FDA Advisory Committee to Review Arimoclomol for Niemann-Pick Disease Type C

On July 9, 2024, Zevra Therapeutics, Inc. (NasdaqGS: ZVRA), a company focused on rare disease therapeutics, announced that the U.S. Food and Drug Administration (FDA) will hold a meeting with the newly established Genetic Metabolic Diseases Advisory Committee (GeMDAC) on August 2, 2024. The purpose of this meeting is to review the New Drug Application (NDA) for arimoclomol, an orally administered medication proposed as the first treatment of its kind for Niemann-Pick disease type C (NPC).

The FDA plans to release background materials for public access no later than two business days before the meeting. The GeMDAC is composed of specialists in medical genetics, inborn metabolic errors, epidemiology, and other relevant fields. Arimoclomol’s NDA has a Prescription Drug User Fee Act (PDUFA) action date scheduled for September 21, 2024.

Zevra's President and CEO, Neil F. McFarlane, expressed anticipation about presenting the NDA data to the GeMDAC. He emphasized that the meeting would provide an opportunity for both patients and members of the NPC community to share their experiences and underscore the urgent need for an approved treatment.

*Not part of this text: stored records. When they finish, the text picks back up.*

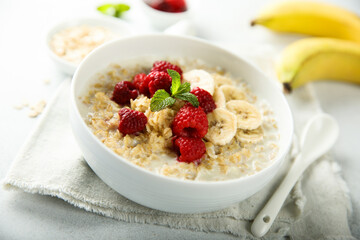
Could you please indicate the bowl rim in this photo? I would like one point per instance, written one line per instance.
(105, 22)
(280, 157)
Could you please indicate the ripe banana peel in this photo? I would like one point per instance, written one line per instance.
(311, 18)
(319, 58)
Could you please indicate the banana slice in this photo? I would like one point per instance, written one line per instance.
(250, 136)
(221, 80)
(248, 117)
(219, 98)
(200, 78)
(222, 126)
(232, 93)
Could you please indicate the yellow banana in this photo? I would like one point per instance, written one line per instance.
(319, 58)
(311, 18)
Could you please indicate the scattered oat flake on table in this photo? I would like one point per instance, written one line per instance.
(37, 109)
(47, 81)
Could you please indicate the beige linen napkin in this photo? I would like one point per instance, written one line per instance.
(50, 163)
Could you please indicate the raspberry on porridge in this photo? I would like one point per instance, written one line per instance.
(183, 119)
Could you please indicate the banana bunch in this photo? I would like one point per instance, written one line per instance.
(315, 58)
(234, 116)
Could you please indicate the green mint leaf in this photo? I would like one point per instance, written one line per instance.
(175, 81)
(114, 10)
(191, 98)
(161, 100)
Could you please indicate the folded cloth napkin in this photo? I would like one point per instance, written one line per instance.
(50, 163)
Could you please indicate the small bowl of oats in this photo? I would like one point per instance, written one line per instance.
(69, 42)
(178, 124)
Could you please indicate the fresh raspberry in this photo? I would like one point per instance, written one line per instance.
(205, 99)
(190, 122)
(131, 121)
(141, 83)
(158, 80)
(163, 66)
(123, 92)
(189, 149)
(169, 5)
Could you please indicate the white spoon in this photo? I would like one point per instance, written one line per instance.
(319, 135)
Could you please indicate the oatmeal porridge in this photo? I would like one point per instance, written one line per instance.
(232, 133)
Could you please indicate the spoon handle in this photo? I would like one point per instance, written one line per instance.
(267, 215)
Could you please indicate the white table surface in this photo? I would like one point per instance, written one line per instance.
(25, 66)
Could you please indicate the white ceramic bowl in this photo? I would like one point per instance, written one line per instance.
(116, 26)
(150, 189)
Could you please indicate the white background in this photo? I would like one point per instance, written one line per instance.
(24, 66)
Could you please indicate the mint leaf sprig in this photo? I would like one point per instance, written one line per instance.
(163, 99)
(114, 10)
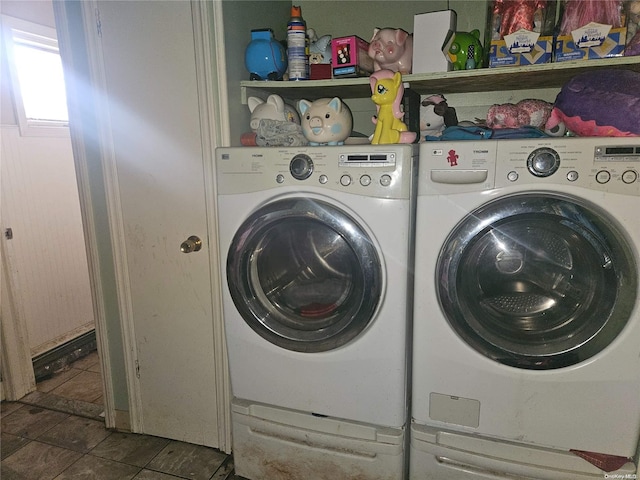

Niemann-Pick disease type C is a very rare, progressive, and neurodegenerative lysosomal storage disorder. It is characterized by the body's inability to transport cholesterol and other lipids within cells, leading to their buildup in various tissues, including the brain. This genetic disease stems from mutations in the NPC1 or NPC2 genes, which are crucial for producing lysosomal proteins. NPC can affect both children and adults, presenting a range of clinical symptoms. Individuals with NPC often lose their independence due to physical and cognitive impairments affecting speech, cognition, swallowing, movement, and fine motor skills. The disease progresses irreversibly and can be fatal within months, although it may take years for some individuals to be diagnosed and for the disease severity to increase.

Arimoclomol is Zevra’s investigational drug candidate for NPC and has received multiple designations from the FDA, including Orphan Drug, Fast Track, Breakthrough Therapy, and Rare Pediatric Disease designations. Additionally, the European Medicines Agency (EMA) has granted Orphan Medicinal Product designation for arimoclomol for the treatment of NPC. The FDA’s acceptance of the resubmitted NDA for arimoclomol and the assignment of a PDUFA action date marks a significant step in the path to making this treatment available to patients.

Zevra Therapeutics is dedicated to developing transformative therapies for rare diseases that have limited or no treatment options. The company's mission is to provide life-changing treatments to individuals affected by rare diseases. Utilizing data-driven development and commercialization strategies, Zevra is addressing complex challenges in drug development to bring new therapies to the rare disease community.

Zevra Therapeutics also offers expanded access programs, which are subject to its Expanded Access Program (EAP) policy. Participation in these programs is governed by the regulations of each jurisdiction in which the program operates and is determined at the discretion of the treating physician.